An article from the latest email newsletter from Writer’s Digest shares a bad experience a writer ran into with blogging. The writer, I believe, didn’t do anything wrong. Successful blogging requires authenticity, but the writer got burned instead.
Sandra Scoppettone, the blogger mentioned in the article, regularly blogged about the writing life. Then trouble came with this blog entry. The article summarizes what happened as a result of the entry:
Two Novembers ago, she blogged about her editor’s departure from publishing and laid bare her anxieties about her future as a published writer. By day’s end, Scoppettone had been pilloried in the comments section of her site — as well as on others’ sites — for her ‘ageist’ attitude and for complaining about the lack of follow-through on promised marketing plans. What she believed was an honest, thoughtful post brought her nothing but scorn.
Was it wrong of her to write about her feelings? Her blog was about the writing life and she was honest about how the changing of editors affected her. Perhaps, it would’ve been better not to discuss the age issue, but look at it from an “experienced” standpoint.
That’s one nice thing about working virtually with my clients. I have no idea what they look like, how old they are, or anything else that would be given away if they should walk into my office. Some judge me as soon as I open my mouth and make a sound. If it weren’t for email and the Internet, I would most likely not be the writer I am today. People get to know ME without letting my speech or trouble understanding their speech interfere.
While blogging, I try to remember to ask this question, “If I were interviewing for a job or freelance work, would I want the potential employer or client to read this?” Of course, you want to remain honest and real. It’s about balance.
My oldest is big on MySpace. I had a conversation with her where I warned her about how she represents herself on MySpace. College admissions personnel and future employees could read that stuff one day. It was a challenging conversation and I hope she understood.

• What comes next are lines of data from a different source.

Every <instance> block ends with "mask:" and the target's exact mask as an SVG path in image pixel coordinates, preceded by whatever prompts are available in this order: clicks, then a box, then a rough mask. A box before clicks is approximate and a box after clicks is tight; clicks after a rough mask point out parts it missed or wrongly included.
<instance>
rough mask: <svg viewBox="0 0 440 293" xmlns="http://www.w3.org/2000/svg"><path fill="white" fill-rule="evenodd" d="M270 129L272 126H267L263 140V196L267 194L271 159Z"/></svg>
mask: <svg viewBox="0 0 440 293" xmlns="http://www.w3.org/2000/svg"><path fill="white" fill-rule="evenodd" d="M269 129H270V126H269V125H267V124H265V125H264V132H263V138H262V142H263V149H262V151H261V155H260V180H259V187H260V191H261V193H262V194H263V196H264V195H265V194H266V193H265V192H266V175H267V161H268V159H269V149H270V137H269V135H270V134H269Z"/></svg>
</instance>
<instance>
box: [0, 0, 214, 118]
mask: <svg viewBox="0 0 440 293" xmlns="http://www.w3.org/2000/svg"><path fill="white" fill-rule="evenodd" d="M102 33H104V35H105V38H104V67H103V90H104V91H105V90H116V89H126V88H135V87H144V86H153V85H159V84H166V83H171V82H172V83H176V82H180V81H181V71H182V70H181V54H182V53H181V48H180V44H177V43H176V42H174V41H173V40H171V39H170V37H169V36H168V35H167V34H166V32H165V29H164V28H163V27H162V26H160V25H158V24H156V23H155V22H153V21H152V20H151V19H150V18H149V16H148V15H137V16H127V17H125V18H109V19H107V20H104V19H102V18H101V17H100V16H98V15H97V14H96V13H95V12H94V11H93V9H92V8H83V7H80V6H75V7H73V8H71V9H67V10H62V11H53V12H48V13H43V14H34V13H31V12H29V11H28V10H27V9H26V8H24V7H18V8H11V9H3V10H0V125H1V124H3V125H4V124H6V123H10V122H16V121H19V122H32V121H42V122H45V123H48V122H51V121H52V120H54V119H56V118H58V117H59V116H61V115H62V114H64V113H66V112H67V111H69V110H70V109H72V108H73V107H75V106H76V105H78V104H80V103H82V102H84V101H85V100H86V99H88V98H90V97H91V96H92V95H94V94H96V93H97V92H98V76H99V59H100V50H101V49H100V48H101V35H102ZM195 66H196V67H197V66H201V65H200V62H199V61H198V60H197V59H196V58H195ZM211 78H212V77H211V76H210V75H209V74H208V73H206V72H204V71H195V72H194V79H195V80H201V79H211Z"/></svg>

Seriously (Thank you, Grey’s Anatomy). Short of not talking about themselves online, how can teens avoid anything that might not go over well with a future employer? Kids will be kids. They’ll pull pranks, do things they regret. That’s growing up. They learn from experience. Some grow up maturely and others don’t mature till later.
Heck, Steve Wozniak of Apple fame pulled a prank during Apple’s big and first event where the company introduced the Apple II. In reading this story in his autobiography, I expected a fallout because a prank would affect the company’s reputation. It worked out in the end, but this is an analogy of what you could “write” online that would be considered “politically incorrect.”
Now I’m wondering if this discussion about teens is ‘ageist’ and will get me in trouble. Unwritten rules for what to write on the Internet continue to get more complicated.